Corby night shelter given planning permission - but no operator appointed to run it yet
Plans for a new council-owned night shelter for rough sleepers in Corby have taken a step forward – although the council does not have an organisation lined up to run it.
Planning permission was granted last night (Oct 1) for the change of use to the adjoining properties in Dorking Walk.
The shelter is a key part of the council’s plan to eradicate rough sleeping in the town – after a large increase of people sleeping on the town’s streets in recent years.
But as yet the authority has not found a suitable organisation to run the shelter. Homeless charity Corby Nightlight, which ran a shelter in the disused Corby police station last winter, has ruled itself out and said it thinks the Dorking Walk location is unsafe for users and staff.

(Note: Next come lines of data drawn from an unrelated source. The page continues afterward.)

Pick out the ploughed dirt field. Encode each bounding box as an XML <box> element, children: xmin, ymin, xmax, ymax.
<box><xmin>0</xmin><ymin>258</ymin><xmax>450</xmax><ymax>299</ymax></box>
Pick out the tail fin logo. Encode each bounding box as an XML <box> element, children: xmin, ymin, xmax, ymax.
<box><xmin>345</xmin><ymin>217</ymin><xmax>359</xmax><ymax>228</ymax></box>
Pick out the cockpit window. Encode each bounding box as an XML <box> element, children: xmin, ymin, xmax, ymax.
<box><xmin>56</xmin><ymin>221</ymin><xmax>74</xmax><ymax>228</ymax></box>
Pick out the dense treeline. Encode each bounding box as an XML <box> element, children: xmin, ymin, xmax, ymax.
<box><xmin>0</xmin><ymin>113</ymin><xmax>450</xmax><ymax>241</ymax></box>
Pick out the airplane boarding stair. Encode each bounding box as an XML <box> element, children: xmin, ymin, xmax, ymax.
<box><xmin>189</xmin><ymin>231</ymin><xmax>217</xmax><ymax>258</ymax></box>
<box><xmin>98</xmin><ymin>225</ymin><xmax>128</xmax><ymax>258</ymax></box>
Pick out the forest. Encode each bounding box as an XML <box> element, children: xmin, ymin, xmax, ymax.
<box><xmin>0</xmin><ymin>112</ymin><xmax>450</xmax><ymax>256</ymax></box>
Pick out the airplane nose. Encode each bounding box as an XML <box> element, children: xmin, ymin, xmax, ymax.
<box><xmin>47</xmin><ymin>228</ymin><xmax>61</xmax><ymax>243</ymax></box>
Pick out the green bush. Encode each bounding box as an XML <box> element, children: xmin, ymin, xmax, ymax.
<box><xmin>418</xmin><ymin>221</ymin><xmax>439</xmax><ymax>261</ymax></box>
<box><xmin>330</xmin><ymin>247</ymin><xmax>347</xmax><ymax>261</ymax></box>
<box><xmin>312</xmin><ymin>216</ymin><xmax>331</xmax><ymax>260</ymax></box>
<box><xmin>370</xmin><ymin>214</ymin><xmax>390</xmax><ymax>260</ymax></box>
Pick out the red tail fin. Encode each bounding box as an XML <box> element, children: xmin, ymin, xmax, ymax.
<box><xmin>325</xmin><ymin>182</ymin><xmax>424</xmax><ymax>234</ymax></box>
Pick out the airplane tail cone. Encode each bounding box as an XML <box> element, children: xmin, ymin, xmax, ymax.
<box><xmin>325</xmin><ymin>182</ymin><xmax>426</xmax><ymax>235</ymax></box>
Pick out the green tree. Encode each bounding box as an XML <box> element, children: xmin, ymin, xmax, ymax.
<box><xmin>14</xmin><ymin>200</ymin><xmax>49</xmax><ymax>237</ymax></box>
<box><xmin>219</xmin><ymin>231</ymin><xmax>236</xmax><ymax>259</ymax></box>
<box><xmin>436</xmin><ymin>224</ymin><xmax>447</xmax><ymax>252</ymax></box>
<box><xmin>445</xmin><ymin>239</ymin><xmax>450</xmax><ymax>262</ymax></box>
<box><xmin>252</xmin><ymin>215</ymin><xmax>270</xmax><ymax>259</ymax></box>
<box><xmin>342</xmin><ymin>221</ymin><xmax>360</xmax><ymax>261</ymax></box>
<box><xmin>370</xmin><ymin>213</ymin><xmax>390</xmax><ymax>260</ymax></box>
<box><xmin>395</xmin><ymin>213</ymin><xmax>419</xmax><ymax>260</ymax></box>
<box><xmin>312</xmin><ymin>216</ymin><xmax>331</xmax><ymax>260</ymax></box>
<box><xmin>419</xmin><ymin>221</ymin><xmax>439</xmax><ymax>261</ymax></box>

At the meeting last night a planning officer said the authority ‘had not been able to negotiate management of the site’ and that an operator had not been appointed.
The council has budgeted £130,000 for the amendments which will involve a five dormitories at 82 Dorking Walk which can sleep 16 people plus a two-bedroom Home of Multiple Occupancy (HMO) at 98 Dorking Walk and a three-bedroom HMO at 100 Dorking Walk. Each unit will have a separate access and a staff office will be created at 100 Dorking Walk.
Number 82 would be the first stop for rough sleepers with the HMO accommodation offering a ‘second step’.
Currently the properties are boarded up.
In June the council said its target was to open the night shelter at the end of this month (October).
At the meeting Labour Cllr Willie Latta questioned whether the council would be cleaning up the area as it was untidy and the planning officer said the authority would be removing the litter.
An objection from police to the shelter on security grounds has been removed after a meeting with the council. There have been no objections from neighbours.
The Dorking Walk properties were converted in 2000 from residential properties and used by a mental health charity safe haven as a refuge.